Für die eingesetzten Materialien und Baustoffe
- Harzmassen: Die eingesetzten Harze müssen abwasserbeständig und feuchtigkeitsunempfindlich sein sowie die Formstoffeigenschaften nach DIN 16946-2, mindestens Typ 1130 für UP-Harze und mindestens Typ 1020-0 für Epoxidharze erfüllen. Die eingesetzten Harzmassen müssen mindestens die Spezifikationen erfüllen, wie sie beispielhaft für UP-Harze in DIN 18820-1, Gruppe 3 definiert werden.
- Träger-/Verstärkungsmaterial: Es dürfen nur industriell hergestellte korrosionsbeständige Träger- und/oder Verstärkungsmaterialien verwendet werden. Glasfasern dürfen gemäß Wasserhaushaltsgesetz nicht an der Oberfläche freiliegen, sondern müssen grundsätzlich mit Harzmassen überdeckt sein. Der Schlauch wird luftblasenarm gemäß DIN 18820-3 hergestellt.
- Im Rahmen der Eigen- und Fremdüberwachung sind alle Nachweise gemäß RSV 1, Tabelle 4 für die Bereiche: Herstellung, Eignungsprüfung und Baustellenbeprobung zu erbringen.
Für das Sanierungssystem
- Die Rohrwandungen sind vor dem Einbau zu reinigen. Der Einbau erfolgt ferngesteuert unter ständiger Kamerabeobachtung.
- Während des Mischens der Harzkomponenten und Tränkung des Gewebes ist sorgfältig darauf zu achten, dass keine Luft eingeschlossen wird.
- Vor dem Einbau des Hutprofils sind einragende oder zurückstehende Stutzen zu bearbeiten.
Für die Arbeitsabläufe
- Das ausführende Unternehmen muss güteüberwacht sein (z.B. RAL-Gütezeichen) und über ein firmeninternes Qualitätssicherungssystem verfügen.
- Weitere Voraussetzungen sind die Zertifizierung des Unternehmens nach DIN EN ISO 9000 ff und die Anerkennung als Fachbetrieb nach §19 I WHG
- Es darf nur fachtechnisch geprüftes Personal eingesetzt werden.
Bauzeit
Bauüberwachung
- Der Anschluss eines PE-HD-Hutprofils an einen materialgleichen Inliner kann nur durch eine Schweißung erfolgen, da Bauteile auf Polyethylen-Basis nicht verklebt werden können.
Qualitätsnachweise
Für die eingesetzten Materialien und Baustoffe
Für das Sanierungssystem
- Optische Inspektion gemäß Kapitel Reinigung und Inspektion (vgl. Anhang A-2)

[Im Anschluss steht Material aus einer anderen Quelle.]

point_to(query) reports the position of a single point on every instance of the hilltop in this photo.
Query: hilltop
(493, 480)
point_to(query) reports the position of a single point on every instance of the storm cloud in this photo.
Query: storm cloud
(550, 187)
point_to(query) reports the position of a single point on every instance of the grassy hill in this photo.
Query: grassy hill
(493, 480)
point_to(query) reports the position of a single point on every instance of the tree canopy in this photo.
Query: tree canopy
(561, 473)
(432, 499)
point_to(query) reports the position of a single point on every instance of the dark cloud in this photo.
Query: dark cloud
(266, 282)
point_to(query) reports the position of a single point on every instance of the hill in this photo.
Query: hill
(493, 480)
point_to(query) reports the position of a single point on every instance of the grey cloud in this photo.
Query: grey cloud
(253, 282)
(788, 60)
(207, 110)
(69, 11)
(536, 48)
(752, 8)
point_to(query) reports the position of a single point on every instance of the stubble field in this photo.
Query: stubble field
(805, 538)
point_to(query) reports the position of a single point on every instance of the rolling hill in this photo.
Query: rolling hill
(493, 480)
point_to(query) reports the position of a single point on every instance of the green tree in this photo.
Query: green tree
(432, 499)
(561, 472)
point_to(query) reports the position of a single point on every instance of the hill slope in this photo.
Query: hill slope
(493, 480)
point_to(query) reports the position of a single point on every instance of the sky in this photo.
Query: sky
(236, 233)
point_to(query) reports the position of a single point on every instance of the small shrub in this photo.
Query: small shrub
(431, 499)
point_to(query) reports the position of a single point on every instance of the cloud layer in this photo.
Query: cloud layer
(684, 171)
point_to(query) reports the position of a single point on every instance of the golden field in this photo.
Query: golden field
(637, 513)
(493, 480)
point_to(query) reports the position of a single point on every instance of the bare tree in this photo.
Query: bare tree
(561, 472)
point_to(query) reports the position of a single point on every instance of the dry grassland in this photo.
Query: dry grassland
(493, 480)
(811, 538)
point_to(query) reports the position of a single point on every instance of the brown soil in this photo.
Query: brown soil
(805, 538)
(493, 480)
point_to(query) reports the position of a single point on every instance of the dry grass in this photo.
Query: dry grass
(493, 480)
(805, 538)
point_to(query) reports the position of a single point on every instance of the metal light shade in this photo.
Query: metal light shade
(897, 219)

- Dichtheitsprüfung gemäß DIN EN 1610 / ATV M 143-6
Für die Arbeitsabläufe
- Die einzelnen Arbeitsschritte sind im Rahmen der Eigenüberwachung nachvollziehbar zu dokumentieren.
- Videobeobachtung und -aufzeichnung der Roboterarbeiten und eventuell Fotodokumentation der aufgefrästen Schadensstelle sind vorzulegen.
- Die Dokumentation muss mindestens die in der Anlage des Merkblattes RSV 1 enthaltenen Protokolle zum Einbau, zur Begutachtung sowie den Probenbegleitschein für die Materialprobe umfassen.
- Sämtliche Protokolle und Dokumentationen, die Aufschluss über den Bauablauf und das fertige Produkt geben, sind nach Abschluss der Arbeiten zusammenzustellen und dem Auftraggeber auszuhändigen.